I was a private tutor and made between 15-20 bucks an hour and usually worked at least 20-30 hours a week. Mostly corporate gigs. That did not mean I could count on 900-1250 a month. I usually made about a grand a month, but some months, like December or July whith lots of down time, I could make as little as $5-600, but still enough to get by.
I did not have a TEFL nor a teaching degree, but I was able to quickly build a good client base simply off referrals.
The one trick I did to make sure I kept my students paying was to offer a 10% discount if they pre-paid a month in advance. With that, I had a very strict cancellation policy. If they cancelled past a certain hour, they would loose the class. If they cancelled more than 3 times in a month, they would loose a class. At first they did not like my strictness, so I added a counter part, if I cancelled past the same hour, they would get 1 class for free or if I cancelled more than 3 times in a month, they would get 1 class free. in 2 years, I did give 2 free classes, but the result was the students respected my policy much more because it respected their time as much as i requested respect for mine.

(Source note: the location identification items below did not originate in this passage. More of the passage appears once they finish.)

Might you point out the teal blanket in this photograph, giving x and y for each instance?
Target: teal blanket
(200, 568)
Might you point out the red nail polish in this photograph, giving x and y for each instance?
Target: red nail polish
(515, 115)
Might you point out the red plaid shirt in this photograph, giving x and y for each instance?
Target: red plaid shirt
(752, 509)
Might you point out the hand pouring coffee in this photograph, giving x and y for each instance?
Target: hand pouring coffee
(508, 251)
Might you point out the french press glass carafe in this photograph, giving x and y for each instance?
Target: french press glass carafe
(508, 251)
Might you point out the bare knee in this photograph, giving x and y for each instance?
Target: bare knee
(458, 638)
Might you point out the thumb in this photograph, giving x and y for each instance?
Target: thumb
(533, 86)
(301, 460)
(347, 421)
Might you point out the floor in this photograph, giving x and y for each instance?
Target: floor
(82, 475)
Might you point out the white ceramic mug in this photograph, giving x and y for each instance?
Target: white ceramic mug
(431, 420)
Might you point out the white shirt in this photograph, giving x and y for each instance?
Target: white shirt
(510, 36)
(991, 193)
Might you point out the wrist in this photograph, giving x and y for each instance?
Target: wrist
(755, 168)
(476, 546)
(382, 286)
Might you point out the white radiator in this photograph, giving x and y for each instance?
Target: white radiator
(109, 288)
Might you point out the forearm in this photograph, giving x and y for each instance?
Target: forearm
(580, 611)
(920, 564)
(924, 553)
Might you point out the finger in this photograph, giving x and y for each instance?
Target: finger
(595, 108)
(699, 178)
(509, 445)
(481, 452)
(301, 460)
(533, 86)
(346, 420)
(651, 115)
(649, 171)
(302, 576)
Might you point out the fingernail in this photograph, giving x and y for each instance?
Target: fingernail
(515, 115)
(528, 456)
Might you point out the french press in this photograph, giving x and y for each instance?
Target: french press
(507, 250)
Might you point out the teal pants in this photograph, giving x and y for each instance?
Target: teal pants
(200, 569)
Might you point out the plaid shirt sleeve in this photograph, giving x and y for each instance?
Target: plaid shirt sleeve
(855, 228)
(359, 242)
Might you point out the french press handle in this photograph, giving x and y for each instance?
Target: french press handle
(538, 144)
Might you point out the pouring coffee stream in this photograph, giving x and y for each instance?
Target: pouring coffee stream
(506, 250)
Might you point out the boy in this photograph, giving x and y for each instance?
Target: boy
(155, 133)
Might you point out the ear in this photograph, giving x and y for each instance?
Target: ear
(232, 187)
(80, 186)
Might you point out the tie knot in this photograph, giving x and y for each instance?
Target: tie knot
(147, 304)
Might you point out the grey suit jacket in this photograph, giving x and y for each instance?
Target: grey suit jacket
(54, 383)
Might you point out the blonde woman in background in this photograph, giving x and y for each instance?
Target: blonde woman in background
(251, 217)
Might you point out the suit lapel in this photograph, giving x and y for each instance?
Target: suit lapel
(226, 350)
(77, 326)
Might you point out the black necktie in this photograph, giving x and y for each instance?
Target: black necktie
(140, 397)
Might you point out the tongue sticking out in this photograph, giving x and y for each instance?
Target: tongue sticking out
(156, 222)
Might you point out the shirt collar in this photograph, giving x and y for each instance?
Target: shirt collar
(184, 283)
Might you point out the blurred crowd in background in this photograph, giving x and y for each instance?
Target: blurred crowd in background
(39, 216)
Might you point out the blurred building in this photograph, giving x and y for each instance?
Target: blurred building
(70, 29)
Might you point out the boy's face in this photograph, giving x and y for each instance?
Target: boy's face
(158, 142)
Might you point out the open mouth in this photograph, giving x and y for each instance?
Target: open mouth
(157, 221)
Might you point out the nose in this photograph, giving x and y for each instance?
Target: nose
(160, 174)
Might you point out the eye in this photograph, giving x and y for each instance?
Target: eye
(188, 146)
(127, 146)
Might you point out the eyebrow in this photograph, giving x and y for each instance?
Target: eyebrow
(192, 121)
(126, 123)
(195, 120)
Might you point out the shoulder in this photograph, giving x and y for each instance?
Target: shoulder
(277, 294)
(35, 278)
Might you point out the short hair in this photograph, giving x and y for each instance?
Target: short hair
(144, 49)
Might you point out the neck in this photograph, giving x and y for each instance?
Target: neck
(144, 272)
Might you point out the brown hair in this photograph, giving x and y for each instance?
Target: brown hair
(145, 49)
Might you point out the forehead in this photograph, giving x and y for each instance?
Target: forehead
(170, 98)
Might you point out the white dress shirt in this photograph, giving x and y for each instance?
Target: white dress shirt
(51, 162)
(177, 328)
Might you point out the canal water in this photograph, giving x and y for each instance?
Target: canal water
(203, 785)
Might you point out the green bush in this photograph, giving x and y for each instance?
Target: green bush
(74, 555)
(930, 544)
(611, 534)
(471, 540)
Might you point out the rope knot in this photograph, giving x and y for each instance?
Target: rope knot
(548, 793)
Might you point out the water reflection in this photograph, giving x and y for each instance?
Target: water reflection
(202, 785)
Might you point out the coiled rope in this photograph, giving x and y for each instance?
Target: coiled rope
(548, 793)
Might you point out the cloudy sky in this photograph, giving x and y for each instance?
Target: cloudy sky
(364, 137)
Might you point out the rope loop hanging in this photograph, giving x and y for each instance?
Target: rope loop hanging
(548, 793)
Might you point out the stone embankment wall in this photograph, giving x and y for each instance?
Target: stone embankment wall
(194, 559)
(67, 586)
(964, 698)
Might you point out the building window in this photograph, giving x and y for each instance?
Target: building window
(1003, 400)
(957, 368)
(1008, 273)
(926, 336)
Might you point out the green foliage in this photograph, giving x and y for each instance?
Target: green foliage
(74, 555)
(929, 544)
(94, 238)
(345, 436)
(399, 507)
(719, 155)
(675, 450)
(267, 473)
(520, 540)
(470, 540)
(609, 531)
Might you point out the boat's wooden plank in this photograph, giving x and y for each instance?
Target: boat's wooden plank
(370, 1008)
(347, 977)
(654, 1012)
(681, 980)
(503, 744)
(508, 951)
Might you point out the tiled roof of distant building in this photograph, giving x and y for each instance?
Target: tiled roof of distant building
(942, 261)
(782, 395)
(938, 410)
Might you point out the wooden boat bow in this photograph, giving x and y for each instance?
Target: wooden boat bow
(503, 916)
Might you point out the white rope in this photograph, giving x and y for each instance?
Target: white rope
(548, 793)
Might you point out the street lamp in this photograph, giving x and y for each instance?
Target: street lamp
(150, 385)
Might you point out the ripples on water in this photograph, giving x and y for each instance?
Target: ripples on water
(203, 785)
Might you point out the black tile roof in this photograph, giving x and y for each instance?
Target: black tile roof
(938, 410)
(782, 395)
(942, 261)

The other issue is you needed to be a good teacher where the student had a good time and felt like he or she was learning. If not, they will cut you pretty quick. They will not tell you as such usually, they will either start cancelling classes or tell you something came up and they will not be able to continue. If that happens to you often, you should question your teaching approach.
Teaching materials are easy to score. You can buy them all over town (new, used or pirated), many can be downloaded off the internet and from time to time you see them advertised for sale here or other expat websites for teachers leaving Peru or leaving the profession. I recently sold most of my old materials in such a manor.